Ensuite, les programmes des candidats sont interchangeables et populistes. On promet ainsi l’accès à l’eau potable, à l’électricité, à une meilleure politique de soins, etc. Les sujets liés aux préoccupations des Européens, comme la lutte contre le terrorisme ou l’explosion démographique, ne perçoivent pas forcément un grand écho dans les populations. Cela dit, quelques jeunes candidats, qui veulent se démarquer des principaux partis, ont mis l’accent sur l’éducation et la santé, comme si ces jeunes formations postulaient à une relève. Il faut voir ces candidatures comme un indicateur de l’échec des politiques publiques qui ont été menées jusqu’alors, sachant que le Niger est toujours le pays bon dernier au classement de l’indice de développement humain. Or, dans cette campagne, tous les grands leaders prétendent avoir agi sur les indicateurs sociaux. Et ces mêmes hommes politiques ne jouent pas le jeu des institutions publiques. Ils disent vouloir investir sur la santé, mais ils consultent dans le privé. Sur l’éducation, c’est la même chose. Peu inscrivent leurs enfants dans le public.

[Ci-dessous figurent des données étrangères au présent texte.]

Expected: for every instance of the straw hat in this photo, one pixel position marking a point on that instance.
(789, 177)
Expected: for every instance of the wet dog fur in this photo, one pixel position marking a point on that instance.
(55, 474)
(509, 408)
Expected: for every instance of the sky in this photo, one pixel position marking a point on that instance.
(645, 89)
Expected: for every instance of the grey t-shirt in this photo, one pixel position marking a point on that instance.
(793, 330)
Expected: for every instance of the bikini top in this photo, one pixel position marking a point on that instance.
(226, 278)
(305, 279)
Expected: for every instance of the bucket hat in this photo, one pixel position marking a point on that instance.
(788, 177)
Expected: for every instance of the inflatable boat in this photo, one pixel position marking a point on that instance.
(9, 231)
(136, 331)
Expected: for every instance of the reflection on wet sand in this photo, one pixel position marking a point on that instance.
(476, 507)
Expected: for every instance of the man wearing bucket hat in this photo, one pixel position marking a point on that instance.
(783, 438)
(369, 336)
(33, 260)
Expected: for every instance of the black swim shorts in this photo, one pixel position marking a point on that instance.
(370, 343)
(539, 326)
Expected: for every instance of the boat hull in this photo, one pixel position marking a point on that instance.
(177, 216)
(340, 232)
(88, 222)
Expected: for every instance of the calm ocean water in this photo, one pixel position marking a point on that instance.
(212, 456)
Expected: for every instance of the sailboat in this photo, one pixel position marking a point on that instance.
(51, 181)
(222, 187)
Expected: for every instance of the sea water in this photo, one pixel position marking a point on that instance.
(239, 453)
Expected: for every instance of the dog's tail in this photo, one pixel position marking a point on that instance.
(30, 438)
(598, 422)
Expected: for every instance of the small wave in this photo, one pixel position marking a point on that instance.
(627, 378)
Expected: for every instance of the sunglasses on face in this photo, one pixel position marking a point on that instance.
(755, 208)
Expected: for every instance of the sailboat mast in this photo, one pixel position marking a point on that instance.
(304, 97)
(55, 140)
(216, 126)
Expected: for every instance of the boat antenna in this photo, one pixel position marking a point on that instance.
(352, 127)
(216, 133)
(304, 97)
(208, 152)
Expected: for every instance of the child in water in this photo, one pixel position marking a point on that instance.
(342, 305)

Qu’est-ce qui vous a surpris dans cette campagne ?

La rudesse des rapports. Se pose désormais la question de la cohésion des forces sociales et politiques. La vie publique au Niger a toujours été, au fond, marquée par une assez grande cordialité entre les partis. Il y avait des tensions, bien entendu. Mais aujourd’hui, le tissu démocratique s’est déchiré. Les deux camps revendiquent déjà la victoire. C’est cela qui est vraiment inquiétant. Par ailleurs, on voit que rien n’est fondamentalement différent d’un régime à un autre. On a l’impression d’une classe politique en place qui n’a pas changé de mœurs. Les signes visibles de leur richesse sautent aux yeux, alors que la population reste dans une situation identique.

Il faut se souvenir qu’au début des années 90, le parti au pouvoir aujourd’hui, alors dans l’opposition, jugeait le régime de l’époque en ces termes : «Une bourgeoisie néocoloniale constituée de militaires, de hauts fonctionnaires et de commerçants.» Mais le PNDS de Mahamadou Issoufou s’appuie aujourd’hui sur ce qu’il dénonçait vingt-cinq ans plus tôt. L’enrichissement spectaculaire de certains dignitaires du régime actuel fait passer l’idée dans la population que les politiques sont tous les mêmes.

D’où la tentation de se tourner vers des groupes religieux radicaux ?

Effectivement, la tentation est grande d’un glissement vers une sphère religieuse extrémiste. Ce phénomène n’est pas nouveau. On peut le dater du début des années 90. Ces mouvements, souvent sectaires, sont de plus en plus attirants. Ils sont présents partout sur le territoire nigérien. On le voit côté Nigeria, où les populations partagent les mêmes caractéristiques. S’en est suivie la demande de l’application de la charia dans les villages et villes côté Nigeria. Ce n’est un secret pour personne qu’elle est également réclamée dans certaines régions du Niger. La tendance des hommes politiques nigériens est de se «caler» sur les demandes des acteurs religieux et ainsi de les utiliser comme levier électoral. C’est un phénomène dangereux, car cela entraîne le risque de voir le religieux prendre une place de plus en plus grande dans la vie politique, et ce dans une campagne qui aura été marquée par les enjeux moraux.